Metadata-Version: 2.4
Name: langchain-keenable
Version: 0.1.1
Summary: An integration package connecting Keenable web search and LangChain
Project-URL: Homepage, https://keenable.ai
Project-URL: Documentation, https://docs.keenable.ai
Project-URL: Repository, https://github.com/keenableai/langchain-keenable
Project-URL: Source Code, https://github.com/keenableai/langchain-keenable
Author-email: Keenable <hello@keenable.ai>
License: MIT
License-File: LICENSE
Classifier: Development Status :: 4 - Beta
Classifier: Intended Audience :: Developers
Classifier: License :: OSI Approved :: MIT License
Classifier: Programming Language :: Python :: 3
Classifier: Programming Language :: Python :: 3.10
Classifier: Programming Language :: Python :: 3.11
Classifier: Programming Language :: Python :: 3.12
Classifier: Programming Language :: Python :: 3.13
Classifier: Topic :: Scientific/Engineering :: Artificial Intelligence
Requires-Python: <4.0,>=3.10
Requires-Dist: langchain-core<2.0,>=0.3
Requires-Dist: requests<3.0,>=2.32
Description-Content-Type: text/markdown

# langchain-keenable

This package contains the LangChain integration with [Keenable](https://keenable.ai), a web search
and page-fetch API built for AI agents.

## Installation

```bash
pip install -U langchain-keenable
```

Optionally set a `KEENABLE_API_KEY` environment variable to use the authenticated endpoints. Without a
key, both search and fetch transparently fall back to their keyless public endpoints.

```bash
export KEENABLE_API_KEY="your-api-key"  # optional; create one at https://keenable.ai/console
```

The API endpoint defaults to `https://api.keenable.ai` and can be overridden (e.g. for staging) with the
`KEENABLE_API_URL` environment variable. It must be an `https://` URL.

## Tools

### `KeenableSearch`

Queries the Keenable search API and returns a list of result dictionaries.
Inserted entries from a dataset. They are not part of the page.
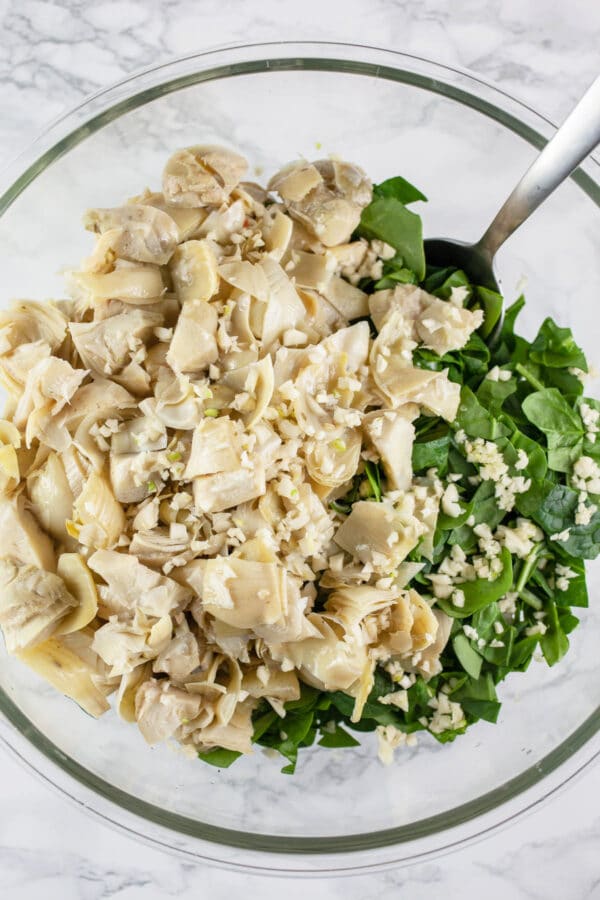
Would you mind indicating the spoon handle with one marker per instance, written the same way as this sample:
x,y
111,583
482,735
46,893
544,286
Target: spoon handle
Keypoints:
x,y
578,135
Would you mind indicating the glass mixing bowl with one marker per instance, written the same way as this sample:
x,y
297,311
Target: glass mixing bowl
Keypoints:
x,y
464,143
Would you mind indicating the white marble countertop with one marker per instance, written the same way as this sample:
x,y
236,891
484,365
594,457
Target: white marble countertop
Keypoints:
x,y
52,53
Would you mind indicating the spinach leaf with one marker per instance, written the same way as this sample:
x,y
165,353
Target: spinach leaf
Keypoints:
x,y
482,591
556,348
431,454
491,303
549,411
467,656
219,757
400,189
554,642
387,219
475,420
492,394
440,282
337,738
553,507
478,698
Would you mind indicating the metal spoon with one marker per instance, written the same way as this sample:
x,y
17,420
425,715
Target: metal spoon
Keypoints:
x,y
578,135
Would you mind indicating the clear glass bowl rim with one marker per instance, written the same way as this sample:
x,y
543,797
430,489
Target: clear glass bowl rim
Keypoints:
x,y
264,852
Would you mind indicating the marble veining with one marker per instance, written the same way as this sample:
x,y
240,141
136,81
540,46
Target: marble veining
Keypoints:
x,y
54,52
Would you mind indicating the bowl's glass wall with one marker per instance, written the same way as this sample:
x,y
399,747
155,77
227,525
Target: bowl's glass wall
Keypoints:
x,y
465,162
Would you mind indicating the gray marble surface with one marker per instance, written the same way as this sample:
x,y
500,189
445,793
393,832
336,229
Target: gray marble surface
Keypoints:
x,y
51,55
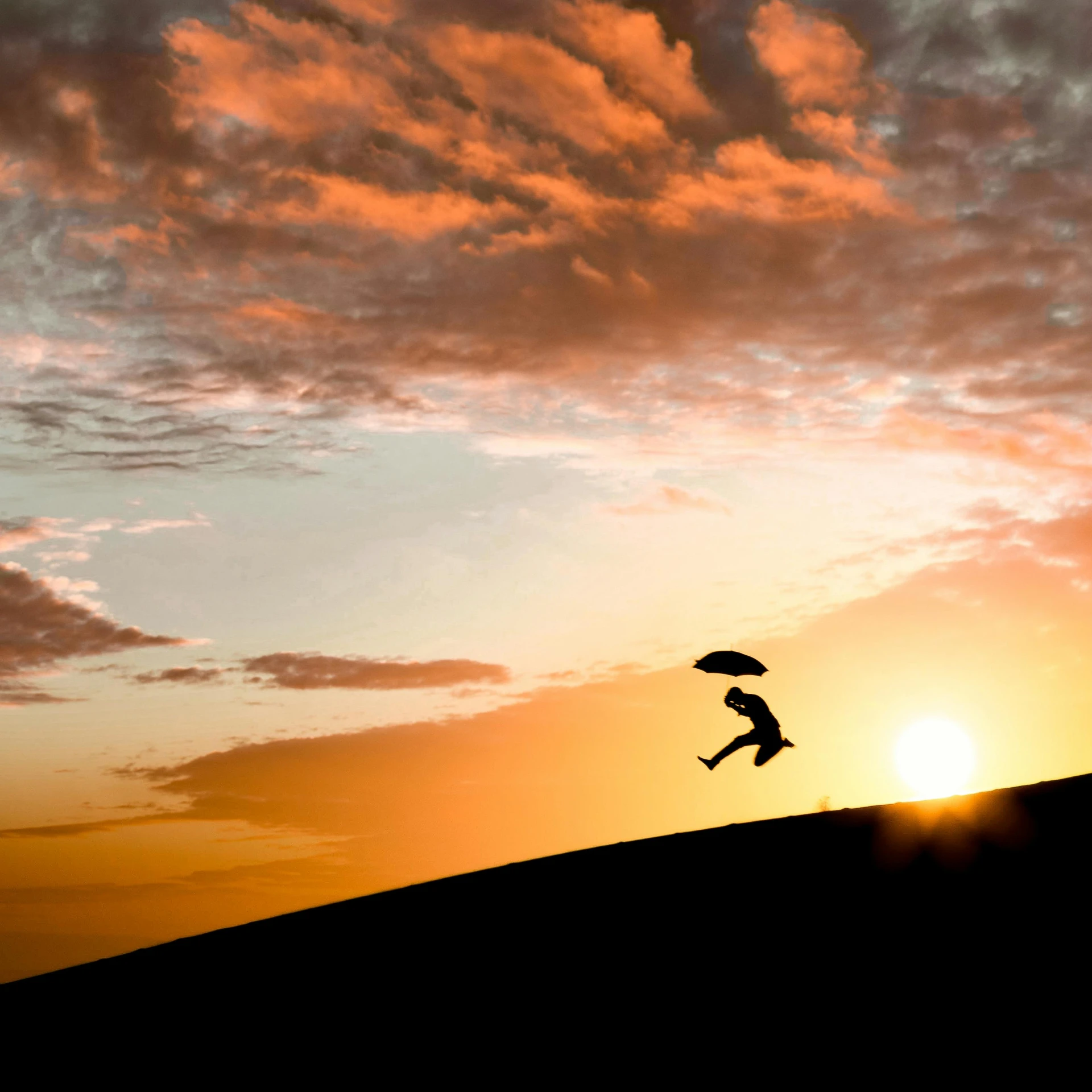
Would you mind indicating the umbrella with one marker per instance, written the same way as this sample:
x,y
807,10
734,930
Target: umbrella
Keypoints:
x,y
730,663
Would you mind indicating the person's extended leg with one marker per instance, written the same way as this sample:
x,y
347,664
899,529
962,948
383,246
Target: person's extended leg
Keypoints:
x,y
744,741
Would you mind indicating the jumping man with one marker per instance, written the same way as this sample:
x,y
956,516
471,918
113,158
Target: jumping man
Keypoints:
x,y
766,734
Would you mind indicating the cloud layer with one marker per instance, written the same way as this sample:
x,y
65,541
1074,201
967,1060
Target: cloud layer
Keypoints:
x,y
41,627
297,671
324,214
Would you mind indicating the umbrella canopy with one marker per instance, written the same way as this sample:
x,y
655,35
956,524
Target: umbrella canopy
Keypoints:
x,y
730,663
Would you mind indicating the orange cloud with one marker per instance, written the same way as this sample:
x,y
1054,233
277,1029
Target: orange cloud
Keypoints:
x,y
189,675
299,671
814,60
340,201
634,45
755,181
20,533
544,85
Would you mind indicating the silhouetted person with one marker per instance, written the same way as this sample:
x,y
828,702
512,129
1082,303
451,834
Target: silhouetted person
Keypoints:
x,y
766,734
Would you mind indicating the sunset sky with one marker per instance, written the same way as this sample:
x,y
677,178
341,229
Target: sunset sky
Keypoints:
x,y
399,396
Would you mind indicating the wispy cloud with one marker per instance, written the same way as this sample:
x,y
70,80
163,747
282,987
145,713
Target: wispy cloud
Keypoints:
x,y
46,622
297,671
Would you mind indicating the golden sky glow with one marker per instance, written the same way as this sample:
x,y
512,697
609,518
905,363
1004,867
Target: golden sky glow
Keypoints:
x,y
398,396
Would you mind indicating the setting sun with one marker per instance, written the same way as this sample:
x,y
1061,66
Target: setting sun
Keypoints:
x,y
935,757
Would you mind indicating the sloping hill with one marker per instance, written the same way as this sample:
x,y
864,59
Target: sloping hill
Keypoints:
x,y
873,897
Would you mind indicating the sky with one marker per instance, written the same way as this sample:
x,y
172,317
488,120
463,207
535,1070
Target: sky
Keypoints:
x,y
398,396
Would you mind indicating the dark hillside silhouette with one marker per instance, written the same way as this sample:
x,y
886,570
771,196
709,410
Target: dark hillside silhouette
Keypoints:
x,y
876,901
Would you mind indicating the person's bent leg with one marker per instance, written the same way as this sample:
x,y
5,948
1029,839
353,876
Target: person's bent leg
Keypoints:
x,y
744,741
767,751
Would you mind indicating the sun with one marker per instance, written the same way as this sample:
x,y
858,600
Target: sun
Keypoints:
x,y
935,757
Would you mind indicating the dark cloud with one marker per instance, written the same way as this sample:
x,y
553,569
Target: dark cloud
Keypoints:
x,y
297,671
189,675
40,627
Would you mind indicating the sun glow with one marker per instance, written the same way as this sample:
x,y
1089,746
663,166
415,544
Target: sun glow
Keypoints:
x,y
935,757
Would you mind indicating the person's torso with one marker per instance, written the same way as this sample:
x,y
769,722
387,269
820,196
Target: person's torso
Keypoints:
x,y
759,713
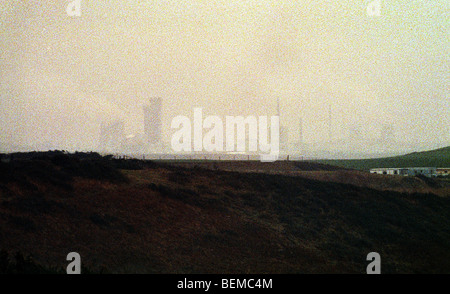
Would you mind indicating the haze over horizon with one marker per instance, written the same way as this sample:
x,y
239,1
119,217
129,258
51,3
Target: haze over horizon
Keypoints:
x,y
62,76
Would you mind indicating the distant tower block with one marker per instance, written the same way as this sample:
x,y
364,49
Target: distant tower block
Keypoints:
x,y
111,136
300,133
152,120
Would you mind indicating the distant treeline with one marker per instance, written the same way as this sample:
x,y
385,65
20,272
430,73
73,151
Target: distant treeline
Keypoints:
x,y
434,158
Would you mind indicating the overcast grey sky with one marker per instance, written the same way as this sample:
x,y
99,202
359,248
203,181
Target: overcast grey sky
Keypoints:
x,y
61,76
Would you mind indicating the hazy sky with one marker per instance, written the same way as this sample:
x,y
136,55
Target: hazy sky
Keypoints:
x,y
61,76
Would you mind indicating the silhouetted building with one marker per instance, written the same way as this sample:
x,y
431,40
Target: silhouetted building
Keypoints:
x,y
152,121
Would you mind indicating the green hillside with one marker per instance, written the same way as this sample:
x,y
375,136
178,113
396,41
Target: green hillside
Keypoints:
x,y
435,158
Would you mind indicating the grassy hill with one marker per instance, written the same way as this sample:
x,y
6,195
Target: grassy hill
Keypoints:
x,y
147,217
434,158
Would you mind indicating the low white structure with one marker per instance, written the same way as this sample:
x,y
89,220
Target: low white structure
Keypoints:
x,y
406,171
443,171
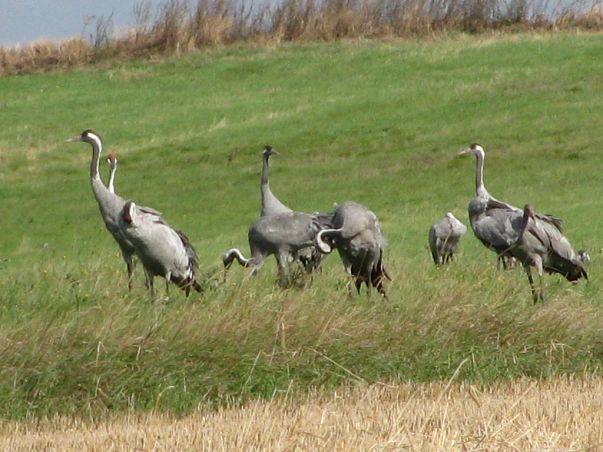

All filters are
**per-invocation**, so an agent can vary them per query:

```python
from langchain_keenable import KeenableSearch

# Works with no key (keyless public endpoint) or with KEENABLE_API_KEY set.
tool = KeenableSearch()

results = tool.invoke({
    "query": "typescript best practices",
    "site": "github.com",          # optional: restrict to a domain
    "published_after": "2026-01-01",  # optional: YYYY-MM-DD date filters
    # "published_before" / "acquired_after" / "acquired_before" also supported
    # "mode": "realtime",          # optional per-call override (needs an org key)
})
for result in results:
    print(result["title"], result["url"])
```

`mode` defaults to `"pro"` (deeper retrieval); use `"realtime"` for latency-sensitive cases such as
voice agents. It can be set as a class default and overridden per call. `realtime` requires an org key.

### `KeenableFetch`

Fetches a page via Keenable and returns its main content as markdown — pair it with `KeenableSearch` so
an agent can read the pages it discovers:

```python
from langchain_keenable import KeenableFetch

tool = KeenableFetch()
page = tool.invoke({"url": "https://example.com/article"})
print(page["title"], page["content"])
```

## Error handling

Both tools set `handle_tool_error = True`: rate limits (429), auth (401) and credit (402) errors, network
timeouts and malformed responses are surfaced to the agent as an error **string** (carrying the backend's
message) rather than raising and crashing the agent loop.

## Async

Both tools implement `_arun`, so `await tool.ainvoke({...})` works (the request runs in a worker thread).

The tools can be bound to any LangChain chat model that supports tool calling and used within an agent.